In the dark ages of nutritional medicine — which really wasn’t all that long ago when you think about it — soy emerged as the granddaddy of all “health foods.” And unfortunately, that reputation stuck around far past its expiration date.
I say “unfortunately” because, let’s be clear — the soy that you’ll find lining the shelves of American grocery stores today is not, and never will be, anything close to healthy. In fact, over the past few years, countries like Switzerland, the UK, France, Israel, and Germany have issued public health warning against soy consumption, especially for children.
And as we move into a (hopefully) more enlightened era, it looks like the U.S. FDA may actually be ready to admit that Monsanto’s main cash crop isn’t a paragon of good nutrition after all.
Wishful thinking? Probably. But after years of dragging their feet on the issue, the agency finally proposed the possibility of revoking soy protein’s claim to heart disease prevention. And it’s about time, too.
Many experts in the nutritional industry, myself included, turned their backs on soy a long time ago. Not just because it isn’t the superfood people thought it was back in the 70s. But because it actually poses documented threats to the thyroid and hormone levels of men, women, and children.

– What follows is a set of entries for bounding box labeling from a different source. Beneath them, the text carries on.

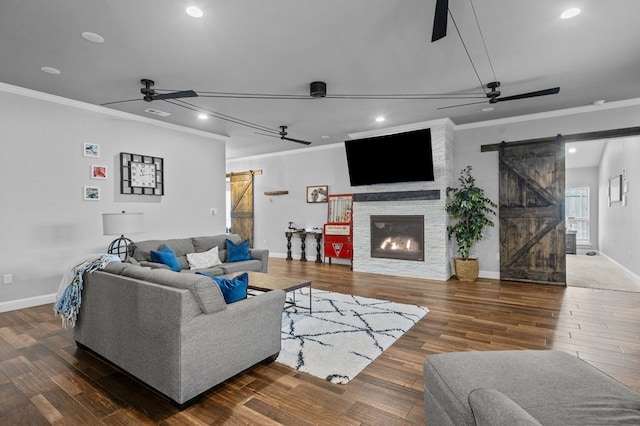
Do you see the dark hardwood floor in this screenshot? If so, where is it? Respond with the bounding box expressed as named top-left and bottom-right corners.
top-left (0, 258), bottom-right (640, 425)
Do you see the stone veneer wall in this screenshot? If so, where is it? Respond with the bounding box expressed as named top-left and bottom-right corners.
top-left (349, 119), bottom-right (453, 281)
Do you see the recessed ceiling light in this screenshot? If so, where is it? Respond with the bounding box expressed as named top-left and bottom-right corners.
top-left (81, 31), bottom-right (104, 43)
top-left (144, 108), bottom-right (171, 117)
top-left (40, 67), bottom-right (60, 75)
top-left (187, 6), bottom-right (204, 18)
top-left (560, 7), bottom-right (581, 19)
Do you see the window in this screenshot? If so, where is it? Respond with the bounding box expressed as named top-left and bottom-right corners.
top-left (564, 186), bottom-right (590, 244)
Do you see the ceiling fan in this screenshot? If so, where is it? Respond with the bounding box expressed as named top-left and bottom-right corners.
top-left (254, 126), bottom-right (311, 145)
top-left (438, 81), bottom-right (560, 109)
top-left (140, 78), bottom-right (198, 102)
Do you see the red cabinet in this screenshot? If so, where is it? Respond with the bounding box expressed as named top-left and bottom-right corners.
top-left (323, 194), bottom-right (353, 263)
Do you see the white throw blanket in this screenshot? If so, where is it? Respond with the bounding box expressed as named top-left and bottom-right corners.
top-left (53, 254), bottom-right (120, 329)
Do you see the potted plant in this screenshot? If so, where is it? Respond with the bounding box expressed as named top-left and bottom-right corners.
top-left (445, 166), bottom-right (498, 281)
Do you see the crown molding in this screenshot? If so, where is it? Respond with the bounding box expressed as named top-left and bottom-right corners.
top-left (0, 83), bottom-right (230, 143)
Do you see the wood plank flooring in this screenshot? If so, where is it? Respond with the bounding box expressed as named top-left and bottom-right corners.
top-left (0, 258), bottom-right (640, 425)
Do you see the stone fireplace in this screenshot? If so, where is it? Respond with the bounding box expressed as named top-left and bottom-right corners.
top-left (349, 119), bottom-right (453, 281)
top-left (370, 215), bottom-right (424, 261)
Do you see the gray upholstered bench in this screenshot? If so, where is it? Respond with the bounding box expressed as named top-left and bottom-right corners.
top-left (424, 350), bottom-right (640, 426)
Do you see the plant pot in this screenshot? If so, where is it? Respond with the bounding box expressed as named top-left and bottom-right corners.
top-left (453, 257), bottom-right (479, 282)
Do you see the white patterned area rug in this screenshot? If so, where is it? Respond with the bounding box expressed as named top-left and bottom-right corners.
top-left (276, 288), bottom-right (429, 384)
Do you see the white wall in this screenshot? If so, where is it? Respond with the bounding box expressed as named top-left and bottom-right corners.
top-left (565, 167), bottom-right (600, 252)
top-left (598, 137), bottom-right (640, 275)
top-left (0, 85), bottom-right (225, 311)
top-left (227, 142), bottom-right (352, 260)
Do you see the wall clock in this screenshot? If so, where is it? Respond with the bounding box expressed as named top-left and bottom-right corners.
top-left (120, 152), bottom-right (164, 195)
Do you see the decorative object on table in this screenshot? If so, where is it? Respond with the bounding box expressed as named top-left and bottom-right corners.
top-left (445, 166), bottom-right (498, 281)
top-left (276, 287), bottom-right (429, 384)
top-left (102, 210), bottom-right (143, 262)
top-left (83, 186), bottom-right (100, 201)
top-left (53, 254), bottom-right (120, 329)
top-left (82, 143), bottom-right (100, 157)
top-left (307, 185), bottom-right (329, 203)
top-left (120, 152), bottom-right (164, 195)
top-left (91, 164), bottom-right (107, 179)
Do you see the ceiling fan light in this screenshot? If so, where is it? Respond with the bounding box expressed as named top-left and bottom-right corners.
top-left (560, 7), bottom-right (581, 19)
top-left (187, 6), bottom-right (204, 18)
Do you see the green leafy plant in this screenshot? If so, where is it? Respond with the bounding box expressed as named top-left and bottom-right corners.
top-left (445, 166), bottom-right (498, 260)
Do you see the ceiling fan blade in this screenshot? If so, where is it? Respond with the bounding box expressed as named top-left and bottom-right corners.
top-left (280, 136), bottom-right (311, 145)
top-left (151, 90), bottom-right (198, 101)
top-left (437, 101), bottom-right (487, 109)
top-left (431, 0), bottom-right (449, 43)
top-left (496, 87), bottom-right (560, 102)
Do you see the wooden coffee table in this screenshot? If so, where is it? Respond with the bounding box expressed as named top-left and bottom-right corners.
top-left (224, 271), bottom-right (311, 312)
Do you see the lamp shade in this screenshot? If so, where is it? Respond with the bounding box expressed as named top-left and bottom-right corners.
top-left (102, 212), bottom-right (143, 235)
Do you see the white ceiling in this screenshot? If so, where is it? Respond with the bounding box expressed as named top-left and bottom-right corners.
top-left (0, 0), bottom-right (640, 158)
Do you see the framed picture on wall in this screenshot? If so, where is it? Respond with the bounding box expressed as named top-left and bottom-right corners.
top-left (609, 175), bottom-right (622, 203)
top-left (91, 165), bottom-right (107, 179)
top-left (83, 143), bottom-right (100, 157)
top-left (84, 186), bottom-right (100, 201)
top-left (307, 185), bottom-right (329, 203)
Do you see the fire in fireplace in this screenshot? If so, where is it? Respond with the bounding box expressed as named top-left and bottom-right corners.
top-left (371, 215), bottom-right (424, 261)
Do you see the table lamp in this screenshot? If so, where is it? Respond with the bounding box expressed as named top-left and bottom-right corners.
top-left (102, 211), bottom-right (143, 262)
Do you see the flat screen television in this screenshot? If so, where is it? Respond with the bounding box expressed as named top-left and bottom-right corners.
top-left (344, 129), bottom-right (434, 186)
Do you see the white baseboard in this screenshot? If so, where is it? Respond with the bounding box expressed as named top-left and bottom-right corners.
top-left (0, 294), bottom-right (56, 314)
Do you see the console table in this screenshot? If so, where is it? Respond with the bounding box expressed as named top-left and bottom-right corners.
top-left (284, 231), bottom-right (322, 263)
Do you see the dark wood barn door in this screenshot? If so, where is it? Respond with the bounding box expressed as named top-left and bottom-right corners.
top-left (227, 171), bottom-right (260, 247)
top-left (499, 136), bottom-right (566, 285)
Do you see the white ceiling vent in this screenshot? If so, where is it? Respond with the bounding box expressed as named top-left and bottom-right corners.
top-left (144, 108), bottom-right (171, 117)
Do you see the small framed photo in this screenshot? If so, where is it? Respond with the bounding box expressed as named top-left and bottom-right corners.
top-left (83, 143), bottom-right (100, 157)
top-left (83, 186), bottom-right (100, 201)
top-left (307, 185), bottom-right (329, 203)
top-left (91, 165), bottom-right (107, 179)
top-left (609, 175), bottom-right (622, 202)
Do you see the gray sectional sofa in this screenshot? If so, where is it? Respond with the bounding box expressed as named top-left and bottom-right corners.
top-left (74, 263), bottom-right (285, 407)
top-left (130, 234), bottom-right (269, 275)
top-left (424, 350), bottom-right (640, 426)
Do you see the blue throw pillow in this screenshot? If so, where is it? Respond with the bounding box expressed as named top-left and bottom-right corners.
top-left (151, 244), bottom-right (182, 272)
top-left (227, 240), bottom-right (251, 262)
top-left (196, 272), bottom-right (249, 304)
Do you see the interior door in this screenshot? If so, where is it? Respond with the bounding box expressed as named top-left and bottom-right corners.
top-left (227, 171), bottom-right (256, 247)
top-left (499, 135), bottom-right (566, 285)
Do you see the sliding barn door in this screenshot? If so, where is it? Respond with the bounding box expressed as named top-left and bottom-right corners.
top-left (228, 172), bottom-right (254, 247)
top-left (499, 136), bottom-right (566, 285)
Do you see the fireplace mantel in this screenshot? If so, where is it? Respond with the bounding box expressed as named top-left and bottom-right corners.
top-left (353, 189), bottom-right (440, 202)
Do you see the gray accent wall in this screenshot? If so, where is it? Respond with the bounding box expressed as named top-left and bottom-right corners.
top-left (0, 85), bottom-right (225, 312)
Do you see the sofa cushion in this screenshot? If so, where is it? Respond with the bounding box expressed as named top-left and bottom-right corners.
top-left (227, 239), bottom-right (251, 262)
top-left (187, 246), bottom-right (222, 269)
top-left (196, 272), bottom-right (249, 303)
top-left (424, 350), bottom-right (640, 425)
top-left (191, 234), bottom-right (230, 253)
top-left (122, 265), bottom-right (227, 314)
top-left (133, 238), bottom-right (195, 269)
top-left (151, 244), bottom-right (182, 272)
top-left (469, 388), bottom-right (541, 426)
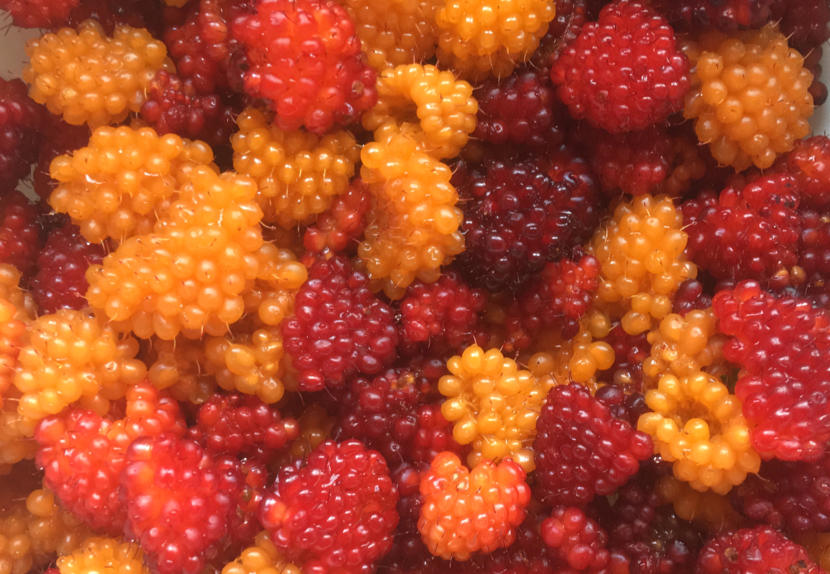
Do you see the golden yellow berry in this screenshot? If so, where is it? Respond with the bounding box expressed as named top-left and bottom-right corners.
top-left (343, 0), bottom-right (443, 70)
top-left (436, 0), bottom-right (556, 81)
top-left (684, 24), bottom-right (814, 171)
top-left (222, 532), bottom-right (302, 574)
top-left (358, 129), bottom-right (464, 298)
top-left (231, 108), bottom-right (360, 228)
top-left (637, 372), bottom-right (761, 494)
top-left (14, 309), bottom-right (146, 428)
top-left (58, 538), bottom-right (150, 574)
top-left (363, 64), bottom-right (478, 158)
top-left (438, 345), bottom-right (550, 472)
top-left (49, 126), bottom-right (213, 243)
top-left (86, 169), bottom-right (263, 340)
top-left (23, 20), bottom-right (172, 127)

Not that you’ll hear any strong stances on this issue out of the FDA. Condemning processed soy as the garbage that it is would be a bridge too far. Instead, they’re simply flirting with the idea of rescinding the official health claim they authorized back in 1999, due to “inconsistent” research findings on soy protein’s heart benefits over the years that followed.
This is, of course, laughably obtuse. Modern soy has been genetically modified beyond all recognition. And it’s routinely soaked with herbicides and pesticides before it makes it into our food supply. Is it any wonder that studies regarding its health benefits are “inconsistent?”
But at the end of the day, it seems the FDA and I agree on something. And needless to say, that’s a big rarity.
While we’re on the subject, though, let’s talk about another inconsistency, shall we? Like the fact that Quaker Oats only reduce cholesterol by about six points — while raising blood sugar significantly more — but yet still qualify for a health claim. Really?!
And don’t even get me started on all the claims Big Pharma gets away with — no matter how modest the benefit and great the harm — simply because they have enough money to jump through the FDA’s hoops.
At least some forms of soy actually are healthy in small doses. (Namely, the traditional, non-GMO, imported Japanese fermented varieties — like tempeh, miso, and natto.)
This is the first time ever the FDA has considered revoking a health claim… I’d consider it monumental, but I know better…
They’re not really going to lay down the hammer that hard. Soy’s health claim will most likely simply be downgraded from “authorized” to “qualified.” The latter requires less rigorous scientific evidence to support it — the soy industry just has to explain that this evidence is limited. (No mention that their product may actually be dangerous is required.)
This is hardly a death sentence for sales. (Health claims of any kind typically garner immediate sales). Fish oil has also earned a “qualified” health claim from the FDA. Which, frankly, just makes you wonder how long it’ll be before that “health food” becomes largely unrecognizable, too.
Because where there’s FDA approval of any kind, you can guarantee somebody paid for it. And where there’s money, there’s always an agenda.
After all is said and done, the soy industry’s agenda may not be hidden quite as well as it used to be. But I doubt it’s going anywhere, no matter how the FDA tries to spin it.